The Statistical Process-Practice

1 - “A sleep and a forgetting”

The sitch:

The Forgetting Curve relates to how quickly we forget new information and suggests strategies for maximize retention. Studies have shown that retention of classroom materials can drop as low as 58% within 15 minutes of class and within 44% after the first hour after class if there is no review of the material. This forgetting curve continues, so that within six days only 25% is remembered.

Suppose your teacher wanted to test strategies for retention and invited you to participate in a study. You would be randomly assigned to one of two groups.

Group 1 would be asked to review for ten minutes at three specific times: fifteen minutes after class, one hour after class, and two days after class.

Group 2 would not be asked to review the material at all. Use the above information for all parts.

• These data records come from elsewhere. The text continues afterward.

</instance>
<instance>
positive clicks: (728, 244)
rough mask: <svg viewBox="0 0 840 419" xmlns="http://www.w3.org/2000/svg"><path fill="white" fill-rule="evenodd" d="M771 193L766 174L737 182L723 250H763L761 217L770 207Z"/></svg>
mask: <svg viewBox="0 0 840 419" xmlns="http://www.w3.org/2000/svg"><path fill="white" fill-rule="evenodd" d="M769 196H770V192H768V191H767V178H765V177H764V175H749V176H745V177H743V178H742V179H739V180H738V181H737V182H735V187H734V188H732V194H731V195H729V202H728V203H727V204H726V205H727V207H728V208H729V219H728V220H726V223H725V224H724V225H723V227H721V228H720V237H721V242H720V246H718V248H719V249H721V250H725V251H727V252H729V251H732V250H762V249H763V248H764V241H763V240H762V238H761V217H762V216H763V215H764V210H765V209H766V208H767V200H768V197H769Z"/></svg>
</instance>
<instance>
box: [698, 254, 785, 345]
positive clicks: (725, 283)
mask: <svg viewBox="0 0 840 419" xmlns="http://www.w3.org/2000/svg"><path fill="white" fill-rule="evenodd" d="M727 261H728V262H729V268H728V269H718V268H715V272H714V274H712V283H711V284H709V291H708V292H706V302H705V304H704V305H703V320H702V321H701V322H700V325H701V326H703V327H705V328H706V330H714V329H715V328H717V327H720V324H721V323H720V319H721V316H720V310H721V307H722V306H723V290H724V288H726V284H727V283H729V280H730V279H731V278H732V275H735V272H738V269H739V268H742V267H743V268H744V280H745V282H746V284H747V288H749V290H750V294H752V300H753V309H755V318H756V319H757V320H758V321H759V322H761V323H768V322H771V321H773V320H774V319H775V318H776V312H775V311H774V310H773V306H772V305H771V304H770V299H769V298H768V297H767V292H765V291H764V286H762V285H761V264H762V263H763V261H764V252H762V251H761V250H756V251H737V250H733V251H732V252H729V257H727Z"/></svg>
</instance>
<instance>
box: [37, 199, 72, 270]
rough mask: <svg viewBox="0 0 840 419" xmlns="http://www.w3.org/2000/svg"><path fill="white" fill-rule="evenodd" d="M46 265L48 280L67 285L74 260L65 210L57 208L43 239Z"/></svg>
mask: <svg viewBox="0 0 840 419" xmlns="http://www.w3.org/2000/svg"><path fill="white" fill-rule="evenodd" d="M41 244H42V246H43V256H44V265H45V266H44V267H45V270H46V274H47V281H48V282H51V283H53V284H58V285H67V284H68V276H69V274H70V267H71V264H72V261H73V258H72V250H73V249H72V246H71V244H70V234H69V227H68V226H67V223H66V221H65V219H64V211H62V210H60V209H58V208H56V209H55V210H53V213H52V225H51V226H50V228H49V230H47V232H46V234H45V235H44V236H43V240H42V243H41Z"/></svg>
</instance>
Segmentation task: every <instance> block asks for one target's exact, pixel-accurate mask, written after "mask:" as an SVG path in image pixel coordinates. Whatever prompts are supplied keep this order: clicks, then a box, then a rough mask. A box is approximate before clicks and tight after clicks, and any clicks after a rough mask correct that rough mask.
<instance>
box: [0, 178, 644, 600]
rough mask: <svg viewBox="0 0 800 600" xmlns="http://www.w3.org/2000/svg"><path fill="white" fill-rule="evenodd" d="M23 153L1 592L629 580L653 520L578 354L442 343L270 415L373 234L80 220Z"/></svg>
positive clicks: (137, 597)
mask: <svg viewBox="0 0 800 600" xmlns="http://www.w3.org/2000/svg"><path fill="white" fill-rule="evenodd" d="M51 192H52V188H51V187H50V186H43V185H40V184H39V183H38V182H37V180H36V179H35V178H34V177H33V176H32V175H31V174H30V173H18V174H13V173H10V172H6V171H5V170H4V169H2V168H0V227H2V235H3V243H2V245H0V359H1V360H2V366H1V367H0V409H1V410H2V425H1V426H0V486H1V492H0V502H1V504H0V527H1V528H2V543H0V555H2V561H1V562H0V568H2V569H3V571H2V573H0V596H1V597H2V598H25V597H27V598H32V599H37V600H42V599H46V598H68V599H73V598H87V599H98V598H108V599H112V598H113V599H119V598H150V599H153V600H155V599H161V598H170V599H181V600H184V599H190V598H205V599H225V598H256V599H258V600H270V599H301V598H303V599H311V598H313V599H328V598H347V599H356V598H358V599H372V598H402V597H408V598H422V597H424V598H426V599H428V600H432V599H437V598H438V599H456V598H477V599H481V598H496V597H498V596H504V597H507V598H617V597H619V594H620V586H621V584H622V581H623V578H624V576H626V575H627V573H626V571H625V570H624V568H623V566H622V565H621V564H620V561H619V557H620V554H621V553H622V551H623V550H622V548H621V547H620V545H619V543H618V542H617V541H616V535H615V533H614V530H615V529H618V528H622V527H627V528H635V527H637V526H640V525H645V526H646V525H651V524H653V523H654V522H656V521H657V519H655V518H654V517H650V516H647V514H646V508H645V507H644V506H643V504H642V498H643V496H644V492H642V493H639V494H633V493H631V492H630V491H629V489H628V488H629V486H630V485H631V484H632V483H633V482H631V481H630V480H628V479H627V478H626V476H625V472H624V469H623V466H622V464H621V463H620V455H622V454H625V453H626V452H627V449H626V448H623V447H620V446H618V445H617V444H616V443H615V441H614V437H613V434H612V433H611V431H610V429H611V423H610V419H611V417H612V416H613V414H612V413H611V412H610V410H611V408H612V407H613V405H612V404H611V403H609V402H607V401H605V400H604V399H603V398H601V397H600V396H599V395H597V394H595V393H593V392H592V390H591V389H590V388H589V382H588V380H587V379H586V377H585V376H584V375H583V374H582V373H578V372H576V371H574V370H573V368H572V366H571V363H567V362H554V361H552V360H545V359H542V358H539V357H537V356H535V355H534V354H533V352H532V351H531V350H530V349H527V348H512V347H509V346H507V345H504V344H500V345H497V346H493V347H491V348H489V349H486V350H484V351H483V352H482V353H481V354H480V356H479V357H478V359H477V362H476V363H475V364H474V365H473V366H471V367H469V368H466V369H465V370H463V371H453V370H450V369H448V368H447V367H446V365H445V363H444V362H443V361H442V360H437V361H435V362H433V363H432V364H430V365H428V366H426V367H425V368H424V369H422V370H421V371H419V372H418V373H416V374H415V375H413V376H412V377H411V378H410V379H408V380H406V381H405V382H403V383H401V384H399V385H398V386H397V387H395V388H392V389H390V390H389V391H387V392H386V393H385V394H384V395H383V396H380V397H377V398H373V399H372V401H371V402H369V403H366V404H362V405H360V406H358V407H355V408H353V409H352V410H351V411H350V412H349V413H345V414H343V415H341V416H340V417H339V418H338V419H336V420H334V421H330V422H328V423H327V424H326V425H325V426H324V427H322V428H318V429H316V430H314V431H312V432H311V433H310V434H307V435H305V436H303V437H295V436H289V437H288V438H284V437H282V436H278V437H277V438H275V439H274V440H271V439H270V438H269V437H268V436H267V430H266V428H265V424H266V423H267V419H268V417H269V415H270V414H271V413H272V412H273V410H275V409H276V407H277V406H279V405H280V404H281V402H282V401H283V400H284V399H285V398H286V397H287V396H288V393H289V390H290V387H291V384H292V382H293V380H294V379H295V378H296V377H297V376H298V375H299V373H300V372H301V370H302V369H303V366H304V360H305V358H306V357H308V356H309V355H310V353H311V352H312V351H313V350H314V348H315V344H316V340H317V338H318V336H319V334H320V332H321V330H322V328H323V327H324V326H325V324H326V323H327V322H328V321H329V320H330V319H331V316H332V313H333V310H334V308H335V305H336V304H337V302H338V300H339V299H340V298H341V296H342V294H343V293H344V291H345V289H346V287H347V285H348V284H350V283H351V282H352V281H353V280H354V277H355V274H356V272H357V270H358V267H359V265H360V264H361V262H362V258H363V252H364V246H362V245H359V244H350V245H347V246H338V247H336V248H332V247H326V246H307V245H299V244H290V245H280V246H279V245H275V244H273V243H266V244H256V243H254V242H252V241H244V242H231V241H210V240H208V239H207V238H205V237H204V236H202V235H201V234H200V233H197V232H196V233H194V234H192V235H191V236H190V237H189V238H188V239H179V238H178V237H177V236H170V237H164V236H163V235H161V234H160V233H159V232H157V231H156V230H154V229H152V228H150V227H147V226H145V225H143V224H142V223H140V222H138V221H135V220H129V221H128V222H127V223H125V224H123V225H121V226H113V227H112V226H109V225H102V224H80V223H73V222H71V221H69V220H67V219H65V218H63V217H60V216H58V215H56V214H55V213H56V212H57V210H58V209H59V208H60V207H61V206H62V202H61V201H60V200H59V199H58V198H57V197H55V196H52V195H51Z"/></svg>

Question: Which treatment group would be considered the control and why?
Answer:

Question: Before participating, your teacher gives you a short quiz and records your score out of 10. What type of data (quantitative or categorical) is being recorded?
Answer:

2 - “You see, but you do not observe”

For each of the following scenarios, explain which are observational studies and which are experiments and why:

  1. A Telephone Poll asking people about whether or not they vaccinate their children

Study Type:

  1. Administering the tuberculosis vaccination to one group and giving a placebo to another

Study Type:

  1. A mailed survey asking people whether or not they received the tuberculosis vaccine

Study Type:

  1. Randomly assigning 2 versions of an exam to a classroom

Study Type:

  1. A sample of 504 patients in early stages of Alzheimer’s disease is divided into two groups. One group receives an experimental drug and the other a placebo. The advance of the disease is tracked at one-month intervals over the next year.

Study Type:

3 - Will the real Jonas Salk please stand up

You want to become the next Jonas Salk and produce a vaccine that will help cure children of Respiratory Syncytial Virus (RSV). You test the vaccine and compare it to a placebo and randomly choose one group of children to take the vaccine and one group to take the placebo.

Question: What (or who) are the experimental units or subjects?
Answer:

Question: What are the treatments?
Answer:

Question: What is the population of this study?
Answer:

4 - Data Types

For each of the following examples, state whether or not the collected data are quantitative or categorical:

  1. The number of people in a randomly selected classroom on campus

Data Type:

  1. The 3 most common brands of car found in the US

Data Type:

  1. The telephone number of a randomly selected business in town

Data Type:

  1. The time spent on hold calling customer service

Data Type:

Election year madness

In a recent election, one marketing research firm was asked by a special interest group to help estimate the proportion of Americans who supported a particular candidate. From a list of all registered voters, 8000 names were randomly selected. An automated phone-call was made to each of the 8000 individuals selected asking them to answer a few questions indicating their voting preferences. The marketing firm received 2969 responses.

Question: What is the population of the study?
Answer:

Question: What is the sample of the study?
Answer:

How Random!

For each scenario, state which type of sampling scheme was used and explain why:

Scenario 1: A study conducted by researchers from the Department of Education wanted to know the average debt of college students in the United States. In order to obtain a sample representative of all students, the researchers divided college students into the four classes (freshman, sophomore, junior, and senior) and then took a random sample of students from each class.

Sampling Scheme:
Explanation:

Scenario 2: Students in an Introductory Statistics class at BYU-Idaho were studying prices of cold cereal at grocery stores in Rexburg. To get a sample of cold cereal prices, they went to Albertson’s and rolled a die to decide which box from the left of the top shelf they would start on. They then recorded every 6th cereal after the first, moving from left to right down the shelves, recording the name, size, and price of each cereal in their sample.

Sampling Scheme:
Explanation:

Scenario 3: A study is being planned in order to estimate the parts per million of a particular pollutant in a lake’s water.

Question: How would you sample from the lake to get a representative sample?